Dabei wäre es grob verkürzt, den wachsenden Widerstand pauschal als ideologisch motiviert abzuqualifizieren – die Wirklichkeit ist komplexer. Auf der Basis umfassender Feldforschung kommt der Senlis Council, eine kanadische Denkfabrik, zu dem Ergebnis, der wachsende Widerstand hänge elementar damit zusammen, dass sich die humanitäre Situation seit 2001 massiv verschlechtert habe. Der Widerstand setze sich aber nicht – wie hierzulande permanent suggeriert wird – aus religiösen Fanatikern zusammen, sondern größtenteils aus „armutsgetriebenen ‚Graswurzelgruppen'“. Selbst die der US-Luftwaffe zuarbeitende RAND Corporation kommt zu dem Ergebnis, lediglich 20% der Aufständischen seien ideologisch den Taliban zuzuordnen.

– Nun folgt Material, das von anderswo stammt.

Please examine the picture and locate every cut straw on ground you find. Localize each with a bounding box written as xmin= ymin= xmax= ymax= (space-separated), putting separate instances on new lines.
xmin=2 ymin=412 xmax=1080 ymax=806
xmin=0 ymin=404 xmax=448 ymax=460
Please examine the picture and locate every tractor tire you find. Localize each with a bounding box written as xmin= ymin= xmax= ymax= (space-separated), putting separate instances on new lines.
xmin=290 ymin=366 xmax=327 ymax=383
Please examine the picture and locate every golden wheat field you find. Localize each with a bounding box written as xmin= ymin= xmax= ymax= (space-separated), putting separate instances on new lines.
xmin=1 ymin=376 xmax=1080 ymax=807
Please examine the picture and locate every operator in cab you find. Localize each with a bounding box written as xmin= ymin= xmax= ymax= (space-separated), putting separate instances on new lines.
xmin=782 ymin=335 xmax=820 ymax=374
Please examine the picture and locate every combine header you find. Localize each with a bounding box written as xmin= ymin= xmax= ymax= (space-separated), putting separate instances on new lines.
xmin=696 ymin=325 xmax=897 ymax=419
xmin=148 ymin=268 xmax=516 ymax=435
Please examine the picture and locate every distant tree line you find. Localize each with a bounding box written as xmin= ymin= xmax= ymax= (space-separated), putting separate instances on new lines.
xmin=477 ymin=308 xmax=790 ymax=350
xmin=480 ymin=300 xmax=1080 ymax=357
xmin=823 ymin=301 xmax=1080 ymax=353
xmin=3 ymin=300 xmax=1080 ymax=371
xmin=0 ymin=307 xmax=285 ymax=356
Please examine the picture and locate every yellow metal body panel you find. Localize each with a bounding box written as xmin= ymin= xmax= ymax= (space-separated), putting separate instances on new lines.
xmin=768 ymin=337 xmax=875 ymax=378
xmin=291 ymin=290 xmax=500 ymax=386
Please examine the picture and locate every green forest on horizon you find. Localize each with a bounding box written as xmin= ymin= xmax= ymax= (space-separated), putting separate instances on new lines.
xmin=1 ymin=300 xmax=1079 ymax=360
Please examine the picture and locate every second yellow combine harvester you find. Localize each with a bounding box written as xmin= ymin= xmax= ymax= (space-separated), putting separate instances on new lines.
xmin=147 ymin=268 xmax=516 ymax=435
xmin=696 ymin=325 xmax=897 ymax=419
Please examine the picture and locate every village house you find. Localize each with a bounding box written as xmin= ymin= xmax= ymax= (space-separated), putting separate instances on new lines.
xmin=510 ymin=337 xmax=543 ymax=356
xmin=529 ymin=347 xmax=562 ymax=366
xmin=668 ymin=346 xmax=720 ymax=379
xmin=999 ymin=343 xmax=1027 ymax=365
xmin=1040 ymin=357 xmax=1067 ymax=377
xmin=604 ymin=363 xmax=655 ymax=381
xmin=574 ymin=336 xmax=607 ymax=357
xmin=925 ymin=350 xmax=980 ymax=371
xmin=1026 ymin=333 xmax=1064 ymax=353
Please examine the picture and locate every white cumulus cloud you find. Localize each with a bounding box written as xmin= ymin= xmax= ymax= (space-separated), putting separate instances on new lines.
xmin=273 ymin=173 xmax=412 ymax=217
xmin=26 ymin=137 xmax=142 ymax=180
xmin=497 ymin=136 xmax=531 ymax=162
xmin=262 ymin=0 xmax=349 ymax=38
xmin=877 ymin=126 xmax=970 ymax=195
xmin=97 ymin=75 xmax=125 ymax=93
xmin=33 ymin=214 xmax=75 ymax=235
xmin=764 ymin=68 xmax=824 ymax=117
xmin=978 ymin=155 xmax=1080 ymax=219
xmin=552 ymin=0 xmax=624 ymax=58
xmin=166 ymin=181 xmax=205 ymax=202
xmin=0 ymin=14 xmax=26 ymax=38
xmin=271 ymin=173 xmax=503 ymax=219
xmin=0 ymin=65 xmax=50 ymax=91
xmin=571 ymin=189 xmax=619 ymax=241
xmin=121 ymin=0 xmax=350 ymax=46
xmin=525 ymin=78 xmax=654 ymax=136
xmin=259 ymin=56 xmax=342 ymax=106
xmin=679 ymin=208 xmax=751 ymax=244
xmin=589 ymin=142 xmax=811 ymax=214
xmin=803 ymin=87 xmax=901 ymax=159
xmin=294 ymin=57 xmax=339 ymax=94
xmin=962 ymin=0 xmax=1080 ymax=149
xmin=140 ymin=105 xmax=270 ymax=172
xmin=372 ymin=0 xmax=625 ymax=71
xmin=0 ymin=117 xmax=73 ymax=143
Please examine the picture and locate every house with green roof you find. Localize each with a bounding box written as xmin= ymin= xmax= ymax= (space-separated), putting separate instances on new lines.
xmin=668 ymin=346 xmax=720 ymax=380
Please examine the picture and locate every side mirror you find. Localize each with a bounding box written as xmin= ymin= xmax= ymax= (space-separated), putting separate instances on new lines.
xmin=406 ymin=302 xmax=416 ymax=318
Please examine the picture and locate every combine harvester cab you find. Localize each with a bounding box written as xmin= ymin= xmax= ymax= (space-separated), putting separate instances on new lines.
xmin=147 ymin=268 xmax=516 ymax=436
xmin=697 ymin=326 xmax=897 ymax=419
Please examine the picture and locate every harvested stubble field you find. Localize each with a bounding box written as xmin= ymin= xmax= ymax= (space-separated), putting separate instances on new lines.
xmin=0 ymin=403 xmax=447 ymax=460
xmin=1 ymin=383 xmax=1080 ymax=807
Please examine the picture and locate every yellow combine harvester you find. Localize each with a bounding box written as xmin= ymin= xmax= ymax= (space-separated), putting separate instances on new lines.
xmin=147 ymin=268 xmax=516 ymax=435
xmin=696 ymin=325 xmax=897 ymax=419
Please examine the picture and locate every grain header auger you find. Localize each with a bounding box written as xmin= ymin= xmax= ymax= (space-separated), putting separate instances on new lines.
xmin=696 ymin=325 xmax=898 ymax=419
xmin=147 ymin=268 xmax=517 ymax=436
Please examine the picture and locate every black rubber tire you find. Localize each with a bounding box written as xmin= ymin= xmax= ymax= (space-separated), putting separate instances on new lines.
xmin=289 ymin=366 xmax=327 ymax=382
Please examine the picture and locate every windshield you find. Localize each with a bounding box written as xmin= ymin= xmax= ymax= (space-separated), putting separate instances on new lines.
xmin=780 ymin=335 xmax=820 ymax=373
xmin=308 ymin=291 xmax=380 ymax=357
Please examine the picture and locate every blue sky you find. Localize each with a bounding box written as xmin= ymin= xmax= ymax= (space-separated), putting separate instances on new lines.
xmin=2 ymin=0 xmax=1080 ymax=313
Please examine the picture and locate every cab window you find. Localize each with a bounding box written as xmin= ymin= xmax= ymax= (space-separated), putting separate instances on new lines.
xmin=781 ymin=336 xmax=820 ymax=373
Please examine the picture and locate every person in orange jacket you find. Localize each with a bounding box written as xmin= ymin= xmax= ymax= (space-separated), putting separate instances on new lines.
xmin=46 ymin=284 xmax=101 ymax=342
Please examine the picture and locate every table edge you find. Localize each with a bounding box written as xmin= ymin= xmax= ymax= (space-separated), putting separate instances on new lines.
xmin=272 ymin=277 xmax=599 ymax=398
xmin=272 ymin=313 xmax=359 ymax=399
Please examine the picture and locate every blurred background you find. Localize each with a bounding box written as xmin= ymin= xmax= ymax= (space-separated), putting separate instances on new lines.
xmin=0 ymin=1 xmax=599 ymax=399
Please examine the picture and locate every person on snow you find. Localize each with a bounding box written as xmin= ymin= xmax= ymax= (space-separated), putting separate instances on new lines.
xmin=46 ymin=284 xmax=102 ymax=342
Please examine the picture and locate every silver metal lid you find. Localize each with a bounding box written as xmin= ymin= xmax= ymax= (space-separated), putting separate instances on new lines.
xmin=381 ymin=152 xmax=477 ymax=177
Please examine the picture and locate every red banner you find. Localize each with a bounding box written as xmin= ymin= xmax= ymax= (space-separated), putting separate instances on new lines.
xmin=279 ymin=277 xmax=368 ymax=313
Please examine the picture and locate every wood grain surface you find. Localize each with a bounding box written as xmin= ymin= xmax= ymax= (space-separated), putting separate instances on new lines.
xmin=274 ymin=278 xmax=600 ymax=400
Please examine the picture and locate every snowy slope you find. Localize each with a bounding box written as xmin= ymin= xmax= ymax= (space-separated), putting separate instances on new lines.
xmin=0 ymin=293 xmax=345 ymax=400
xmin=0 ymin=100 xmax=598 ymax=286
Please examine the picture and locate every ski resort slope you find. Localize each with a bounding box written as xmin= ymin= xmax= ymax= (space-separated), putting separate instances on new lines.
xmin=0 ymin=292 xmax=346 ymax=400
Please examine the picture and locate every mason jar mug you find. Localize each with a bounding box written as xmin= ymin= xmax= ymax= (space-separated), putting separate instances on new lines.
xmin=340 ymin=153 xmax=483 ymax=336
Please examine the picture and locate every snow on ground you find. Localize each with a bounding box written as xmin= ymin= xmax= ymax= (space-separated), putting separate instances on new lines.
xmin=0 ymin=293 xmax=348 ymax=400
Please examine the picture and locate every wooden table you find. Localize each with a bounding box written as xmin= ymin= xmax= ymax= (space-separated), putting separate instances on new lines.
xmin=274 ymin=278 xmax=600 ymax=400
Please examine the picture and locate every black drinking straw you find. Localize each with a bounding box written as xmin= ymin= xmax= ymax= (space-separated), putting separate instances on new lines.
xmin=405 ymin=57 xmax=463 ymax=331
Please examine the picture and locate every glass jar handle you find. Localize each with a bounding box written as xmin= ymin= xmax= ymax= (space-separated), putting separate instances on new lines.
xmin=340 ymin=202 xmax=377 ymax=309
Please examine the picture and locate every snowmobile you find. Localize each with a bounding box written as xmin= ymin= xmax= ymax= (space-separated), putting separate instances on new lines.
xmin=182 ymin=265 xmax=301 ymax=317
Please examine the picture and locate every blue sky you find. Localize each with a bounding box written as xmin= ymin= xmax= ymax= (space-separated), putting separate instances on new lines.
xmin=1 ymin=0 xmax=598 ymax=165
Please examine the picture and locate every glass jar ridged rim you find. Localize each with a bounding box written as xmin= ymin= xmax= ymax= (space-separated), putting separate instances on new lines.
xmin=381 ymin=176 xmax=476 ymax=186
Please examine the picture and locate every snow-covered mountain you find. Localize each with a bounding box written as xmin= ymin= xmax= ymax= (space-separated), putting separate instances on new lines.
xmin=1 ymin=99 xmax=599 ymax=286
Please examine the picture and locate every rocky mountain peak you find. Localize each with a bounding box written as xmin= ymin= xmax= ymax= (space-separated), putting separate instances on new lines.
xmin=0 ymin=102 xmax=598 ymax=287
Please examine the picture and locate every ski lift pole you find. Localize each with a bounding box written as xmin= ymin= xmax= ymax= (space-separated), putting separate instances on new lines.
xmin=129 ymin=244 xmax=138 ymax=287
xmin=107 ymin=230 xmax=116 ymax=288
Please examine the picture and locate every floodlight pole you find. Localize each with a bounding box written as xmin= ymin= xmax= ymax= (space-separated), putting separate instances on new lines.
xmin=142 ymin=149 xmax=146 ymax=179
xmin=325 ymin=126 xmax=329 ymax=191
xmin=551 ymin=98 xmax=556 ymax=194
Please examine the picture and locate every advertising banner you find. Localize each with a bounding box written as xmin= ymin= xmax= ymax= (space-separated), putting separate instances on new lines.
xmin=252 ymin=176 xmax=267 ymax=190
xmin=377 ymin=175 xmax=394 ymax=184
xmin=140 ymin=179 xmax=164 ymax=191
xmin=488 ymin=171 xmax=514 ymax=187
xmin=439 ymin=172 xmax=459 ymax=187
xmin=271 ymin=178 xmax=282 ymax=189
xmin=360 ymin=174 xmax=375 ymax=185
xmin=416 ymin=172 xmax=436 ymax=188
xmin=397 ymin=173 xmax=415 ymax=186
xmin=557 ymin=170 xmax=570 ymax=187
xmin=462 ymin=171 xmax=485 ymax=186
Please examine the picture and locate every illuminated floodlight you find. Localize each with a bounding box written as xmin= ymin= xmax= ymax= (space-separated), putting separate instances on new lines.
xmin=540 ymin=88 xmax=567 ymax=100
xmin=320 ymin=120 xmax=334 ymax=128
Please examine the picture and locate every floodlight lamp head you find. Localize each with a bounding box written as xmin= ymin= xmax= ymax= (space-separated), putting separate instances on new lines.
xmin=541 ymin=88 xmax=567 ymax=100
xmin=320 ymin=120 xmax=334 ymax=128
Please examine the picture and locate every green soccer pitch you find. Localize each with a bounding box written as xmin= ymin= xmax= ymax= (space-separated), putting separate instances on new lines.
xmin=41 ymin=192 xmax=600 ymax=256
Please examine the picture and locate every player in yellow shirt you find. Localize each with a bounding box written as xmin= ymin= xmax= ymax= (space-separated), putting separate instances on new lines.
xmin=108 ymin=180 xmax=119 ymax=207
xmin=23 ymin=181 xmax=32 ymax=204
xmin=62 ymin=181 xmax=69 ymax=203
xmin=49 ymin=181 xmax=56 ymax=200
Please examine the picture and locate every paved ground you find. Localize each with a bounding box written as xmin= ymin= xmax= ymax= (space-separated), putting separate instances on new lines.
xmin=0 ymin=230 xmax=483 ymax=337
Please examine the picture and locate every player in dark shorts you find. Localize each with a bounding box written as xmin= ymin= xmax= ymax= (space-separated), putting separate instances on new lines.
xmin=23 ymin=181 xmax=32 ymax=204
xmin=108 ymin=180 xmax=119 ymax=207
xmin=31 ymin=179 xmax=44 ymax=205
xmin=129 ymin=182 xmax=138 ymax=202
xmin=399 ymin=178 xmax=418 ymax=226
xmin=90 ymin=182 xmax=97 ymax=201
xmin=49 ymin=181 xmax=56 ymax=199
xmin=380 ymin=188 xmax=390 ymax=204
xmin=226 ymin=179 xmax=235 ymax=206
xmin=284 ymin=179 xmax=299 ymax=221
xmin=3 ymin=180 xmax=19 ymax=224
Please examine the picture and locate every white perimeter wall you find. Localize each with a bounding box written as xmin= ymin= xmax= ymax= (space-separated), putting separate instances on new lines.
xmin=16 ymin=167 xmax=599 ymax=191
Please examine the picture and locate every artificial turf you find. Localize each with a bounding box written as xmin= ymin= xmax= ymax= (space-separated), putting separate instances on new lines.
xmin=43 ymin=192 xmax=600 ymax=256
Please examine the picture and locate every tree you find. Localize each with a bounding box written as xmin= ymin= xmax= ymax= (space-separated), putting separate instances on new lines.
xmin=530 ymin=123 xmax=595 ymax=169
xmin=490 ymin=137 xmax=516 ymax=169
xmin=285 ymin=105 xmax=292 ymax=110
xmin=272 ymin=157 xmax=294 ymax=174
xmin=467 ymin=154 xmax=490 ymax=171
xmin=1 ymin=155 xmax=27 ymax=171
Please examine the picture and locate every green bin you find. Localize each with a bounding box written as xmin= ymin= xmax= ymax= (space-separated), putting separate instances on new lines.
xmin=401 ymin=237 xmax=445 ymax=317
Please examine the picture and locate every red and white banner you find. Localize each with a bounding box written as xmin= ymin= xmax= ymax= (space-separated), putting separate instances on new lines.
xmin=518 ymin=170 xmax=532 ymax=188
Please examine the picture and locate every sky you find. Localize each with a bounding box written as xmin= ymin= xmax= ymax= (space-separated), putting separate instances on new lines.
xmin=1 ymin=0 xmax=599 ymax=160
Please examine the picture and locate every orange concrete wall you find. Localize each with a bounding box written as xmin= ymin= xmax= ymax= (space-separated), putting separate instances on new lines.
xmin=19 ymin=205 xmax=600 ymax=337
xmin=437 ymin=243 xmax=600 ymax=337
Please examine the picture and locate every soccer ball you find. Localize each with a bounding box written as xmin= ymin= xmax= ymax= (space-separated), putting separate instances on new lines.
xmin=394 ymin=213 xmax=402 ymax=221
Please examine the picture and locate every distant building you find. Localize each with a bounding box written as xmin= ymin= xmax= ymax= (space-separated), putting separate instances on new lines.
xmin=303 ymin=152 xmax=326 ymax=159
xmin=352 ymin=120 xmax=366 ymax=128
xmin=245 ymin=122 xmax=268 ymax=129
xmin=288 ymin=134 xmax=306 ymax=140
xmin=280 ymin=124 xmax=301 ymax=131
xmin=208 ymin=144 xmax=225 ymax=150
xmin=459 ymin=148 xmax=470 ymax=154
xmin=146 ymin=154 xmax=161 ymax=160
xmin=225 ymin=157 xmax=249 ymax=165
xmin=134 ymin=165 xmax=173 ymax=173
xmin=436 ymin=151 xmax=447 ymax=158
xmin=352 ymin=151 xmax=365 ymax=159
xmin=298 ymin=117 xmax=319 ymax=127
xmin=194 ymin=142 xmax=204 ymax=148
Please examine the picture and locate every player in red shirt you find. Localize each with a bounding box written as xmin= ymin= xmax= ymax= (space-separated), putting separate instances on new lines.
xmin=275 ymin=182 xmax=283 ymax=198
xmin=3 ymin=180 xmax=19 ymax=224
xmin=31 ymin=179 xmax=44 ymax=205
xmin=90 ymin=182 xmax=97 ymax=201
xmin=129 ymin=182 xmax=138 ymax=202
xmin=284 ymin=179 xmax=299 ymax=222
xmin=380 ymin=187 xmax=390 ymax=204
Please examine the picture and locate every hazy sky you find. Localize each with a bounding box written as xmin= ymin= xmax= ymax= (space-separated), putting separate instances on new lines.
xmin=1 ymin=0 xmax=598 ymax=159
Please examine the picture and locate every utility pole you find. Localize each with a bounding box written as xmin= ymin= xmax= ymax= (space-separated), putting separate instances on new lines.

Fazit: Die Truppen raus – sofort!
Die gegenwärtige Entwicklung lässt nur den Schluss zu, dass ein Ausstieg aus der Eskalationsspirale durch einen sofortigen Truppenabzug dringend geboten ist.
Stattdessen wird versucht, die Bevölkerung von der Notwendigkeit dieses Einsatzes zu überzeigen. „Größere Bemühungen in den westlichen Hauptstädten sind nötig, um den eigenen Bevölkerungen zu erklären, dass man auf lange Sicht bleiben muss“, so die Forderung der renommierten International Crisis Group.
Erfreulicherweise scheint die deutsche Bevölkerung nicht bereit zu sein, dieser Kriegspropaganda auf den Leim zu gehen: Umfragen zufolge lehnen 86% Kampfeinsätze grundsätzlich ab und 55% sprechen sich für einen schnellstmöglichen Truppenabzug aus. Nun gilt es, diese „demoskopische Friedensbewegung“ (Laura von Wimmersperg) sichtbar zu machen und so Druck auf die Bundesregierung auszuüben, von ihrer fatalen Politik Abstand zu nehmen.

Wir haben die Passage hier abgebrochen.